‘Smith’ is a generic term covering a worker in any type of metal. ‘Blacksmith’ (meaning a general worker of iron) was not in use and first appears in print in 1376 (Calendar of Letter Books of the City of London, Letter Book D).

Aelfric, an 11th century cleric, mentions five types of smith: smiths (fabri or smithas), iron-smiths (ferrarii or isenesmithas), plus gold-, silver-, and bronze-smiths.

In London, England, it is possible to trace the growth of specialization by the increasing numbers of smiths guilds. They first appear on record in 1298, charged with illegally attempting to form a fraternity of sixteen men calling themselves ‘masters of the trades of smiths’ and included three cutlers and one bell-founder. At roughly the same time a group of spurriers was arrested on similar conspiracy charges. They included two rowel-makers, one spurrier and one harness-maker.
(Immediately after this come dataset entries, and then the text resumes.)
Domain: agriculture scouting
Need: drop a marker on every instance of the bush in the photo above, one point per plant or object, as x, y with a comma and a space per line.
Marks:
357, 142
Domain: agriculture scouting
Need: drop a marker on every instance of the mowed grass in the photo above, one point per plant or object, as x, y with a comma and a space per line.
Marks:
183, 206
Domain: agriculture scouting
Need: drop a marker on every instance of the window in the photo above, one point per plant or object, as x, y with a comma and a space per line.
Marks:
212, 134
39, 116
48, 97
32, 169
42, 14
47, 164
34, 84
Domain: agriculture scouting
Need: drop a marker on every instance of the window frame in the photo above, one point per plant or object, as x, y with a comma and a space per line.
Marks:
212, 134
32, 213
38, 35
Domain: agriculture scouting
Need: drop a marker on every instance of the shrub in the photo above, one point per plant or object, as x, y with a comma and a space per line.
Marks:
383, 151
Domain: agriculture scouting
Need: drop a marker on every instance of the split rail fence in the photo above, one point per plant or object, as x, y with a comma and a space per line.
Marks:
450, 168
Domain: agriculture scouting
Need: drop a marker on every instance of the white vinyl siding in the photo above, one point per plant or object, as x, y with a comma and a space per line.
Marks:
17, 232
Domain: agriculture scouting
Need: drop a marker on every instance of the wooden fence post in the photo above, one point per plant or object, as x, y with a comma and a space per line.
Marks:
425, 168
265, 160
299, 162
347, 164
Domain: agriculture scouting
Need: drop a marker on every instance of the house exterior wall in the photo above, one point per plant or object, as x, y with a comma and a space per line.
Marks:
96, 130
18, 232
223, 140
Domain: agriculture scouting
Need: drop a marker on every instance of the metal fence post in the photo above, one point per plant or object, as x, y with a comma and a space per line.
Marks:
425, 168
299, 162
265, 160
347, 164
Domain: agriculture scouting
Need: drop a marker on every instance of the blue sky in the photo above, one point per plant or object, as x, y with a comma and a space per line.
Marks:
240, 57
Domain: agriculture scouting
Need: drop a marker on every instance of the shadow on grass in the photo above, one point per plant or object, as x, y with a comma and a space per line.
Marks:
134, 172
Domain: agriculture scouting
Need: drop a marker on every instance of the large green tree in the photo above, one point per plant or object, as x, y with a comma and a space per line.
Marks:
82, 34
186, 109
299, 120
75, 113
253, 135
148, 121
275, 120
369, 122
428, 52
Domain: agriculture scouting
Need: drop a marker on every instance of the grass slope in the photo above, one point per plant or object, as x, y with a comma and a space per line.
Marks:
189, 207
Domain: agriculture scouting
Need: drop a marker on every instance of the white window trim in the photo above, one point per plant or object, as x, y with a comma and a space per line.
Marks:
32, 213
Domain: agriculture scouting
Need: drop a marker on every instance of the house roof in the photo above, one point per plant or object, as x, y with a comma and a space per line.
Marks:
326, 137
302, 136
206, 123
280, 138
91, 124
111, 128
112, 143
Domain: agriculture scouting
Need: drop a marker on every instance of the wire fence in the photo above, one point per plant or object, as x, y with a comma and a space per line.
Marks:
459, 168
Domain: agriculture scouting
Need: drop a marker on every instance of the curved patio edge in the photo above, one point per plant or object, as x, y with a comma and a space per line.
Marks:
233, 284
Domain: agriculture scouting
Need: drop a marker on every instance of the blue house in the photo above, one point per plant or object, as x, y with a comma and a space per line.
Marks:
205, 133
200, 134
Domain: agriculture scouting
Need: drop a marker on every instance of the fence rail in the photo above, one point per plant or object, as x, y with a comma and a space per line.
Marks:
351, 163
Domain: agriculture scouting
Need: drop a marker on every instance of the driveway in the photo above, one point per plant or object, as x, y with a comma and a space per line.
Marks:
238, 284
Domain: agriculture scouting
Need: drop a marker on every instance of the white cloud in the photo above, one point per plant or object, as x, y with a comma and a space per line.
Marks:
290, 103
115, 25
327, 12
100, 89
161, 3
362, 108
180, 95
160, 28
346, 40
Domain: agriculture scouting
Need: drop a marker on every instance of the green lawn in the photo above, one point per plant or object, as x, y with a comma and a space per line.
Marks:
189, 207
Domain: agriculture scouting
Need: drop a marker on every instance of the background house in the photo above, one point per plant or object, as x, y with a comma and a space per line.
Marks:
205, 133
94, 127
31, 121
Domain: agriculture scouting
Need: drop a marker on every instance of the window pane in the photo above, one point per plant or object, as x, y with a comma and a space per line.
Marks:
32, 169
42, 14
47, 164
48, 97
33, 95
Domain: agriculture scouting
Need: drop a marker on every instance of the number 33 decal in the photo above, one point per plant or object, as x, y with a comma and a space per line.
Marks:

By 1300 in London there were six specialized branches of iron-smithing operating three organisations. By 1376 there were six iron-working guilds in existence, and these were the smiths (feveres), armourers, spurriers, lorimers, ironmongers and cutlers. By the year 1422 this had increased to fourteen: ironmongers, cutlers, armourers, clockmakers, lorimers, spurriers, wire-drawers, pinners, nail-makers, lockyers, furbours, smiths, ferrours and blacksmiths. Some of these occupational names also became the surname (as in John the nailmaker - John Nail’er - modern Naylor) and are still in use to this day. (Calendar of Early Mayor’s Court-Rolls).